In a decision that will have significant and potentially very costly implications for employers operating in the gig economy, the European Court of Justice has today ruled that a self-employed contractor, who was actually a worker, is entitled to be paid for outstanding holiday pay stretching back thirteen years.

Facts

Mr King was hired as a windows salesman on a self-employed commission only basis for Sash Window Workshop Ltd from 1999 until he retired in 2012. From 2000 onwards, Mr King took between 3 to 4 weeks of unpaid annual leave, but Sash Windows denied he ever had a right to paid annual leave due to being self-employed. After he retired Mr King raised a claim for holiday pay covering the whole period of his engagement, on the basis that he was in fact a worker and therefore had an entitlement to paid annual leave under the Working Time Regulations 1998 (“WTR”). The employment tribunal found he was a worker and therefore had a right to paid leave under the WTR and the case then proceeded on the basis of the following three holiday pay categories.
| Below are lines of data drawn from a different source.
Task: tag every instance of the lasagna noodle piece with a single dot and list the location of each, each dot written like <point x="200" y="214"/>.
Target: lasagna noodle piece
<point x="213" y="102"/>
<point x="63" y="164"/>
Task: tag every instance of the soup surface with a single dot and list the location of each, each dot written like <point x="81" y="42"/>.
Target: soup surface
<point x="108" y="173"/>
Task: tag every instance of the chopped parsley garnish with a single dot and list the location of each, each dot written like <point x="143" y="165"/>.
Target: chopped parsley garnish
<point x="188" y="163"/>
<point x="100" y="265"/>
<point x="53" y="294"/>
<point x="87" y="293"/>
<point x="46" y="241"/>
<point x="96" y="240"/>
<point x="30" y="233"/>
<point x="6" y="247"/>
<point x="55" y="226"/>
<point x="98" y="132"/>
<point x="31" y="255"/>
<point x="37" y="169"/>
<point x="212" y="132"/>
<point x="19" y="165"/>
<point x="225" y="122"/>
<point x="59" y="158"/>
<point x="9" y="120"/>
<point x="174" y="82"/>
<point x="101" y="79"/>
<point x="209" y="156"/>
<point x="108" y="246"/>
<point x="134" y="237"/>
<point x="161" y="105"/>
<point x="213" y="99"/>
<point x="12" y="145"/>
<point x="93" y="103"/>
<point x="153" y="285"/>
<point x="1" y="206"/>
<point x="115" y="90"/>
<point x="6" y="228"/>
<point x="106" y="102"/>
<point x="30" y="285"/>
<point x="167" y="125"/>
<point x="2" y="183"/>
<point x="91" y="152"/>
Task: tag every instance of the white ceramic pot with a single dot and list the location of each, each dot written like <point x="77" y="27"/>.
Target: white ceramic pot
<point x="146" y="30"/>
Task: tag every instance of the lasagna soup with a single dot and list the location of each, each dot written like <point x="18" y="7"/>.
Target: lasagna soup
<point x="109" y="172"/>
  • Holiday Pay 1 – payment representing the amount of holiday accrued but untaken at the date of termination for the final (incomplete) leave year (2012/2013);
  • Holiday Pay 2 – payment for unpaid leave requested and taken in previous years, claimed as a series of unlawful deductions from wages (1999 and 2012) ; and
  • Holiday Pay 3 – payment in lieu of the accrued but untaken leave throughout the whole period of K’s engagement in respect of which no request for leave was made.

Mr King was successful in relation to the three categories before the tribunal but the EAT rejected his claim for holiday pay under category 3 as Mr King had never exercised his right to take leave during this period, and therefore could not bring a claim. The issue before the Court of Appeal focussed on Holiday Pay 3. As the right to paid annual leave under the WTR is derived from the right under the European Working Time Directive (“Directive”), the Court of Appeal referred five questions to the European Court of Justice ("CJEU") to determine on this matter.

The CJEU ruled that Mr King was entitled indefinitely to carry over his entitlement to paid annual leave under the Directive, where his employer refused to allow him to take this. He therefore had the right to be paid in lieu of his accrued leave on termination of his engagement. The key points of the decision were:

  • There is no need for a worker to have to take the leave first before establishing whether he has the right to paid leave.
  • A national law which prevents a worker from carrying over, and accumulating rights to paid annual leave on termination which may involve rights not exercised over several consecutive years is incompatible with the European Working Time Directive.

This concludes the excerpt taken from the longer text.